January 2, 2015 at 11:59 am #1024050

Politepix

Hi,

The maximum value for vadThreshold is 4.0.

I would expect 2.0-3.0 to work fine for most applications as long as the secondsOfSilenceToDetect has a realistic relationship with user pauses.

Regarding secondsOfSilenceToDetect, the smallest value I would expect to begin to give a good user experience is .3, since that is getting towards the average durations that speakers pause between utterances. I would probably expect it to be a bit larger at .4 or maybe .5 since the intention isn’t to only catch the speech of speakers whose pauses are shorter than the average.

If you are ever trying to recognize more than one word at a time this should be a value that is distinctly longer than a normal inter-word pause, since setting it to the same length or shorter means you are insuring that the user will have their speech interrupted and recognized while they are still in the process of active app-directed speech, and that also means their subsequent speech will not be heard by the engine while it is in the process of performing recognition on the partial speech that it interrupted, which is a big downside risk for a speech UX. That’s what the default value of .7 is meant to help with. Probably a value like .5 is still reasonable here to split the difference between good UX in terms of getting all the speech and good UX in terms of reactivity.

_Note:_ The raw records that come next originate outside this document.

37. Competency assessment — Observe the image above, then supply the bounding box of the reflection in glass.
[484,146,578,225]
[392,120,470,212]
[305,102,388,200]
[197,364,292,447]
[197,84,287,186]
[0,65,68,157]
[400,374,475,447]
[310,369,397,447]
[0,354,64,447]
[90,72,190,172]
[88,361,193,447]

I don’t think there is a big gain in setting it to a tiny value purely in terms of the sense of reactiveness, because that latency is only going to be a small percentage of the overall interaction time which includes the time the user spoke, and their actual intended period of silence, and the time that the engine took to process the entire finalized speech, which is likely to be a minimum of 3 seconds overall (assuming that everything else that happens in your UI as a result of the speech is instantaneous), making a question of tenths of a second one way or another not the biggest part of the puzzle in terms of UX.

In some cases I think the idea behind setting it very low is to give a RapidEars-like lack of latency, but RapidEars returns the user speech continuously while it is still in progress, which is just a very different UX to the UX of complete utterances being analyzed after they have been finished, regardless of the secondsOfSilenceToDetect time.

In the absence of a real-time approach like that in RapidEars, I think it’s likely to make speech UI users happier when the secondsOfSilenceToDetect corresponds to their intention to denote that their app-directed speech is finished, versus other events such as a inter-word pause or hesitation.